ASSESSMENT OF PREDICTIVE MODELS BASED ON TRANSFORMED DATA
One final note with regards to the estimation of model predictive capability related to the topic of hold- out and partition contamination mention previously. If a hold-out set or test partition is created from the original data for the purpose of estimating model performance, and this estimation is intended to be used for model comparison or selection, it is not a valid use if compared against the metrics made by models build on data sets that were NOT constructed using transformative pre-processing actions. This is because evaluation against dataset that have had sample composition information imparted to all records will not provide the same degree of predictive assessment as models working with unprocessed data. To obtain a proper comparison between two such models, the comparison must be made against another data set collected and processed independently from the data set used to create the model.

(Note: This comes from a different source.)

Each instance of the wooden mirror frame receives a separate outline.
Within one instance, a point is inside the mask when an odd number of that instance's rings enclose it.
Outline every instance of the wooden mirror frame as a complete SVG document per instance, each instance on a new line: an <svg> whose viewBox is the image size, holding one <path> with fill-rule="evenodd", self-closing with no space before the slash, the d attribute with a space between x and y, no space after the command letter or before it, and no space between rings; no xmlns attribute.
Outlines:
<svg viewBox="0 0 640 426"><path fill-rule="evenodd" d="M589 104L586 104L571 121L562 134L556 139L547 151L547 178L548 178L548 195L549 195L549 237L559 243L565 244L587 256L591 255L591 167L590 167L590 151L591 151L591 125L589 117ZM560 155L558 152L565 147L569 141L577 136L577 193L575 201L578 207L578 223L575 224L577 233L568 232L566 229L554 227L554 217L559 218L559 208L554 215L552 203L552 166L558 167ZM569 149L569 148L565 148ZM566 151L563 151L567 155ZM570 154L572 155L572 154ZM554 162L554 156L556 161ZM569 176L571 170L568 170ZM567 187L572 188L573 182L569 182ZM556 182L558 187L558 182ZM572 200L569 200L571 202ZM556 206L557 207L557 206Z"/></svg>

CONSIDERATIONS WITH RESPECT TO DATABOLICS ZGP ENGINE
While some algorithms require comparative variables to be of similar magnitude and range or distribution, this is a characteristic that is only useful for a small range of mathematical relationships. In real data, the relations are generally much more diverse and complex.
The goal of such transformations is to homogenize the data such that elementary comparisons can be performed by simple analysis. With a mathematical expression engine such as that found in the ZGP engine, this is unnecessary. These simplistic transformations, as well as much more complex transformations, can be synthesized on demand as they are found to be predictively useful.
Additionally, when value transformations are found to be useful, the mathematical expression based modeling engine can construct transformations that are not dependent upon sample aggregate measures. This leads to models which fully self-contain all logic required for model deployment in production unlike models produced using transformed data.
Any gains that are observed when modeling transformatively pre-processed data are most often the result of imparting information about the full sample composition which leads to models some level of implicit optimization against all partitions constructed from the original sample set. These apparent predictive performance increases tend to disappear when the models are evaluated with respect to new data which does not contain such information. In general models built without transformative pre- processing behave more consistently than those built using data subjected to such transformations.
For the reasons described here as well as the absence of any value or correlation constraint in the ZGP engine and its ability to determine the merit and best use of outlier values, it is recommended that for optimal deployed results and capability, data not be subjected to transformative pre-processing when modeling with the ZGP engine.